By means of Luisa Maria Jacinta C. Jocson, Reporter
The gross domestic product of the Philippines Product (GDP) growth is expected to accelerate this year and into 2026 due to strong domestic demand, the United Nations (UN) said.
In its latest World Economic Situation and Prospects report, the UN says it expects the Philippine economy to grow 6.1% in 2025 and 6.2% in 2026.
“The Philippines is one of the strongest growers among East Asian economies,” says the UN Department of Economic and Social Affairs Economic Affairs.Ficer Zhenqian Huang said in a follow-up email.
“The expected continued growth reflects robust domestic demand, continued public investment and the positive effects of recent investment policy reforms, together with a vibrant labor market and a growing services sector.”
The UN forecasts fall within the government’s growth target of 6 to 8% for this year and next.
It was noted that GDP growth was likely to average 5.6% in 2024, below the government’s target of 6-6.5%.
By 2025, the Philippines is expected to be the second fastest growing economy in the region, just behind Vietnam (6.5%) and ahead of Cambodia (6%), Malaysia (4.6%), Thailand (3.1% ) and Singapore (2.6%). %).
“In 2025 and 2026, economic growth in the Philippines is expected to be fueled by strong investment activities and robust private consumption,” Ms. Huang said.
“Monetary easing in a context of lower inflation will support domestic demand in the short term,” she added.
The Bangko Sentral ng Pilipinas (BSP) started its easing cycle in August and cut rates by a total of 75 basis points (bps) last year. This brought the target reverse repurchase rate to 5.75%.
BSP Governor Eli M. Remolona Jr. has announced further cuts this year, arguing there is “still room for easing.”
Full-year inflation stood at 3.2% in 2024, in line with the BSP’s own forecast.
It was also the first time annual inflation fell within the central bank’s target of 2-4% since 2021, when inflation averaged 3.9%.
Ms Huang also noted that there are “robust” remittance flows, which will help boost household spending.
The latest data from the central bank shows that remittances grew 3% year-on-year to $28.3 billion in the January-October period.
“Despite ongoing fiscal consolidation, improved government revenue collection over the past decade has allowed sustainable government spending on key infrastructure to unlock long-term potential,” she said.
The latest data from the Bureau of the Treasury (BTr) shows that the National Government (NG) budget deficit stood at £1.18 trillion in the eleven-month period. Revenues rose 15.16% year-on-year to P4.11 trillion.

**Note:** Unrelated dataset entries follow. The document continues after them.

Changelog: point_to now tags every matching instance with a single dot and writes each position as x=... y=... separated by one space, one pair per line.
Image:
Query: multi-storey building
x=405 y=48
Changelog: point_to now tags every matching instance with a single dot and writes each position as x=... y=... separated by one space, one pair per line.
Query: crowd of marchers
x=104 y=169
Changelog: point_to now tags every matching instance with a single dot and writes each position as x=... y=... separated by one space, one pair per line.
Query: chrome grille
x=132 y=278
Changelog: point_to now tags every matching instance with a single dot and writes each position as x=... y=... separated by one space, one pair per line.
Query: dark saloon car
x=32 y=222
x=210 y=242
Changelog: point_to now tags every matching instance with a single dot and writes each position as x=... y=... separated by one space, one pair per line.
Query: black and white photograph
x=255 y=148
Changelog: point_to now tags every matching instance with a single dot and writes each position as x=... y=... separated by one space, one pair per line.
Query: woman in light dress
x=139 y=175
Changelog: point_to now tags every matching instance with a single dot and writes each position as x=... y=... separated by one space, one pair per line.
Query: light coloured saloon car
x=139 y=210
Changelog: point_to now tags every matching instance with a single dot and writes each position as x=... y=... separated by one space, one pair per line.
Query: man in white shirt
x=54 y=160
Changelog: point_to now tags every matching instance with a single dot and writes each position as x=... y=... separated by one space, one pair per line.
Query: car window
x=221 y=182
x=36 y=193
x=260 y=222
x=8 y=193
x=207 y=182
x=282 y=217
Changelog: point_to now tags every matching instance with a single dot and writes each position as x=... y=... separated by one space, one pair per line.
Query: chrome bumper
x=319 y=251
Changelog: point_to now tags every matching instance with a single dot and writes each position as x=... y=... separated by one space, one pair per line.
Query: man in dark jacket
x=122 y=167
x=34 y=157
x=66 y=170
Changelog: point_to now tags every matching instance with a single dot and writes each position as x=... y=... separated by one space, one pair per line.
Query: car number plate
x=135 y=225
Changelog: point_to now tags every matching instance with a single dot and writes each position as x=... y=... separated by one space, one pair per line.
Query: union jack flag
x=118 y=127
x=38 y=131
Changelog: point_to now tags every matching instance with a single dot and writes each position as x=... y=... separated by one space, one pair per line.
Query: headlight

“In addition, global demand for AI (artificial intelligence)-related electronic products is expected to boost trade in goods, while trade in services will benefit from the continued recovery in international tourism.”
On the other hand, Ms. Huang flagged downside risks to growth prospects.
“Increasing trade tensions, including the possibility of higher tariffs, could undermine the trade performance of goods,” she said.
Newly elected US President Donald J. Trump, who will take power next week, has promised to impose a 10% universal tariff and a 60% tariff on Chinese goods.
“The current account deficits since the end of the pandemic make the economy susceptible to exchange rate volatility, especially if there are unexpected monetary policy changes by the major central banks of developed countries.”
She also noted the country’s vulnerability to climate shocks and natural disasters, which could lead to “significant economic and social losses.”
A recent study by the Asian Development Bank (ADB) shows that in a high-emissions scenario, the Philippines could potentially lose 18.1% of its GDP due to climate change by 2070.
Meanwhile, the UN expects headline inflation to remain stable at 3% this year until 2026.
“Inflation in the Philippines has been relatively benign and is expected to remain within the central bank’s targets in the near term,” Ms. Huang said.
This year, the BSP expects inflation to average 3.3%. The risk-adjusted forecast is 3.4%.
The downward trend in inflation will mainly be driven by easing price pressure on food, she said.
“While inflation is not a major policy issue at this time, inflationary pressures are unlikely to disappear completely… Potential higher tariffs from trading partners, disruptions to supply chains and trade routes, and climate-related disasters could reignite upward pressure on prices,” Ms. said Huang.